Nice ~90x real-time generation on 3090TI. Quickstart provided.
I first tried an ONNX implementation, but the PyTorch implementation seems much faster for my homelab setup.
kokoro-tts pytorch quickstart
Here is how I got the the PyTorch implementation running on CUDA for benchmarking and testing vs this particular ONNX implementation repo.
# grab hf repo code but not large files (or use git lfs or `huggingface-cli` etc)
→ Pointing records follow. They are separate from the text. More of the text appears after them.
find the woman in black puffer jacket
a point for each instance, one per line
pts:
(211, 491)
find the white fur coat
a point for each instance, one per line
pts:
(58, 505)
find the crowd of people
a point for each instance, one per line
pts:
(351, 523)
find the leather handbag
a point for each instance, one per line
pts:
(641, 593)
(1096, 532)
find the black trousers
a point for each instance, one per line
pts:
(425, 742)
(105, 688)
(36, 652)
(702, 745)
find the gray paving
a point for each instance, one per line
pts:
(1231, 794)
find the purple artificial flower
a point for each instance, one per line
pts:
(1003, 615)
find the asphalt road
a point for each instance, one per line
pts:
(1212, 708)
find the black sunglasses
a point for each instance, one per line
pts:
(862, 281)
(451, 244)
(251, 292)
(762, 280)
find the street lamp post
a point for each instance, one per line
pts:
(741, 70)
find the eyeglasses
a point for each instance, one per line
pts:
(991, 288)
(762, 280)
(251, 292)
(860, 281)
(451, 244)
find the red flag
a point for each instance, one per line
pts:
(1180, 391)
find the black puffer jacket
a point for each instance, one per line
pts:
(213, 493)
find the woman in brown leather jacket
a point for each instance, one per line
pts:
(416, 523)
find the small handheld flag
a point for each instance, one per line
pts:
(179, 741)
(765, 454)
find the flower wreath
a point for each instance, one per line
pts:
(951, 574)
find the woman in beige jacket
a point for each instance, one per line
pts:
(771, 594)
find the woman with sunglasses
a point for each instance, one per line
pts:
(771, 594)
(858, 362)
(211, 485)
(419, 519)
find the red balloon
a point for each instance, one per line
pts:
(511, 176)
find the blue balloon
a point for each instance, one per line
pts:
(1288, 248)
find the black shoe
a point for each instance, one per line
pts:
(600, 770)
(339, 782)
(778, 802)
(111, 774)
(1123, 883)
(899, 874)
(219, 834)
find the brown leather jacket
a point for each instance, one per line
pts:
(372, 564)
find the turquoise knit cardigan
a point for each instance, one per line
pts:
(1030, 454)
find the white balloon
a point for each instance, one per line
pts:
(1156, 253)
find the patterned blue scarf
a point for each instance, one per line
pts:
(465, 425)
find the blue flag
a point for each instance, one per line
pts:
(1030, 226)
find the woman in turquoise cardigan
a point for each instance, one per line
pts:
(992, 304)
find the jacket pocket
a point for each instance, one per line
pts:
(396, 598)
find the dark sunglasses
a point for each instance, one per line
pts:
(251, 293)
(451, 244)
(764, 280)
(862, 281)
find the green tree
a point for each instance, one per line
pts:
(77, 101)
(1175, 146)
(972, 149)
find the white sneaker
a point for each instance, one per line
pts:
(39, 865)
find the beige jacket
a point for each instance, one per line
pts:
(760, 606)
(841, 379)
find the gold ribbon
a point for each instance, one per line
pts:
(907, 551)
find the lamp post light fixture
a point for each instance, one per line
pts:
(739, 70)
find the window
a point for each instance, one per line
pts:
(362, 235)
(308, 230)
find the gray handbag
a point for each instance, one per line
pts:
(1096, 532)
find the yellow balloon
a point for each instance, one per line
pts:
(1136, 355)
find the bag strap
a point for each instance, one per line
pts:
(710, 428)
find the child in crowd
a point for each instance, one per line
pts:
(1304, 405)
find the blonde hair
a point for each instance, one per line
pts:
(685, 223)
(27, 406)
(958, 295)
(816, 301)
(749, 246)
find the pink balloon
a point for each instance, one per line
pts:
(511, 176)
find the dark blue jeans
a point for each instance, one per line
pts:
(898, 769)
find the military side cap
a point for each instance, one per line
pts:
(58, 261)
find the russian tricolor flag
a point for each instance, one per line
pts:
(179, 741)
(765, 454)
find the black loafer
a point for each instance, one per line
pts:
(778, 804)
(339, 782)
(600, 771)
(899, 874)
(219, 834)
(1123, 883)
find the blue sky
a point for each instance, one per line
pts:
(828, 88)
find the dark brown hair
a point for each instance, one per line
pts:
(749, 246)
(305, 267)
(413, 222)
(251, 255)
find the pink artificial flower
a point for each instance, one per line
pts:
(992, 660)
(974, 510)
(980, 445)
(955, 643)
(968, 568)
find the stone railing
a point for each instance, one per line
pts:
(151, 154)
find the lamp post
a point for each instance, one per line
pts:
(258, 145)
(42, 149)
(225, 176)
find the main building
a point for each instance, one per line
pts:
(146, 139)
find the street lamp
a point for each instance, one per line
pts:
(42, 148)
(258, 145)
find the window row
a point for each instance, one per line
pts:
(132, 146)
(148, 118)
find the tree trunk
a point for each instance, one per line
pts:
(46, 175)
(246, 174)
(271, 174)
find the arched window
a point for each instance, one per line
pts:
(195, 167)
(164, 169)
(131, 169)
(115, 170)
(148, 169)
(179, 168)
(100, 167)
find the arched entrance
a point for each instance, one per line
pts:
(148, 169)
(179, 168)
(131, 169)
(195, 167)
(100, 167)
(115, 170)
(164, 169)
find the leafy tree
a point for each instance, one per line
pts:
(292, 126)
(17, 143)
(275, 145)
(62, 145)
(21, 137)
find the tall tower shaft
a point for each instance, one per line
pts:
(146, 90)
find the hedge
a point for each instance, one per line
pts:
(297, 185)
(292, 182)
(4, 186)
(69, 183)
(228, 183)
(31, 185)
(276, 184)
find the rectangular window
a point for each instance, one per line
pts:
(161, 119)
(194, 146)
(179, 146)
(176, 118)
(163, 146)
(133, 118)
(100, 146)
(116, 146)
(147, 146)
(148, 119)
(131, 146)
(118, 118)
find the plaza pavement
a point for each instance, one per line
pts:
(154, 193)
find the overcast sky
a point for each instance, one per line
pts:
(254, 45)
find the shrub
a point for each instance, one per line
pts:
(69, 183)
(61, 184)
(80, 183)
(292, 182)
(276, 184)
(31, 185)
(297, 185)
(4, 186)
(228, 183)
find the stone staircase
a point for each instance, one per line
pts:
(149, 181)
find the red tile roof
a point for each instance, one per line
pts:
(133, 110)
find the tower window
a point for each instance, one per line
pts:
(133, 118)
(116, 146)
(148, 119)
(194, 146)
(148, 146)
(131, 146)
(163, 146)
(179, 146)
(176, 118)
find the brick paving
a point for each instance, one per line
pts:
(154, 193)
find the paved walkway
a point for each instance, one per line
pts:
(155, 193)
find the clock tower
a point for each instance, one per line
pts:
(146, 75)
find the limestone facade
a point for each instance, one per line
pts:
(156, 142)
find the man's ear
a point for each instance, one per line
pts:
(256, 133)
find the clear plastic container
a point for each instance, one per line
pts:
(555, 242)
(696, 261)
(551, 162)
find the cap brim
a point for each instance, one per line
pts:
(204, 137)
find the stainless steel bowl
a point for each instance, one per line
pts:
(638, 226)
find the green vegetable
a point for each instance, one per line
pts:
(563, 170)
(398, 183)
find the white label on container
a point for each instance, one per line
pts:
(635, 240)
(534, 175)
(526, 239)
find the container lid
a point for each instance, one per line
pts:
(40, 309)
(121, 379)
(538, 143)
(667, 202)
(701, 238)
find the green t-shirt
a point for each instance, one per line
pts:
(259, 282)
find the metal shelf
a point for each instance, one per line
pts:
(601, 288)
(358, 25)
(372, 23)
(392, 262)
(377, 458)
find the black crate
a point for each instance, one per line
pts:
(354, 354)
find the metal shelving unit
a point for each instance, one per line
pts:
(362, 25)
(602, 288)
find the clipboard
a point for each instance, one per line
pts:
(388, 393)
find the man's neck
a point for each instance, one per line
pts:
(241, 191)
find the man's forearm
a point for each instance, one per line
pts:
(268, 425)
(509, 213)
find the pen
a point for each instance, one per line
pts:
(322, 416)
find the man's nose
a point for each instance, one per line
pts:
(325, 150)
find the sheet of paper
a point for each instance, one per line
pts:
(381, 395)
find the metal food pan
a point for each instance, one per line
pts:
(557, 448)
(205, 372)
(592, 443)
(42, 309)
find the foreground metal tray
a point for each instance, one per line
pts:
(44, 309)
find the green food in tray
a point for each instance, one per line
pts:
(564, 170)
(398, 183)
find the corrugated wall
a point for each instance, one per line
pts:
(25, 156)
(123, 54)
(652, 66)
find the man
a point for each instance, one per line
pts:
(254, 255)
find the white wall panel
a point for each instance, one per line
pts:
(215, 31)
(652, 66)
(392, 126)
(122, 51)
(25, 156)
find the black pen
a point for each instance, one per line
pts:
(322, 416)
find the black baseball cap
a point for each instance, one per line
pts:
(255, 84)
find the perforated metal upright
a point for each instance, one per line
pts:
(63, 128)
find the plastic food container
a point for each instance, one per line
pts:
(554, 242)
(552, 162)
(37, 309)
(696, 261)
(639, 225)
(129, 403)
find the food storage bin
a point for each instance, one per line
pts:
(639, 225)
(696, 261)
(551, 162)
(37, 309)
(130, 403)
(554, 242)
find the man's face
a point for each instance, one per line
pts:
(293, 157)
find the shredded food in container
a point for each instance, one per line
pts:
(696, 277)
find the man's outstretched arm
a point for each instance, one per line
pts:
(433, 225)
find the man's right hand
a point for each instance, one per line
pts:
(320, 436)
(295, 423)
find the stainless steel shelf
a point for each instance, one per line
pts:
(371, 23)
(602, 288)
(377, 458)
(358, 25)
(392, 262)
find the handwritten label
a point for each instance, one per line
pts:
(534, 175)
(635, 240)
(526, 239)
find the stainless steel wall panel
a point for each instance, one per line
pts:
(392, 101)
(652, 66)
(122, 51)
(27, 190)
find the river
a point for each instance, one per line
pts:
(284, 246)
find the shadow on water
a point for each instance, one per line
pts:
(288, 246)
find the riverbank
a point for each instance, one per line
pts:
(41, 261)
git clone https://huggingface.co/hexgrad/Kokoro-82M
cd Kokoro-82M
# put the model and at least one voice file into place manually overwriting LFS placeholders
wget -O kokoro-v0_19.pth 'https://huggingface.co/hexgrad/Kokoro-82M/resolve/main/kokoro-v0_19.pth?download=true'
wget -O voices/af_sky.pt 'https://huggingface.co/hexgrad/Kokoro-82M/resolve/main/voices/af_sky.pt?download=true'
# setup venv
python -m venv ./venv
source ./venv/bin/activate
# install deps (can use `uv pip` instead)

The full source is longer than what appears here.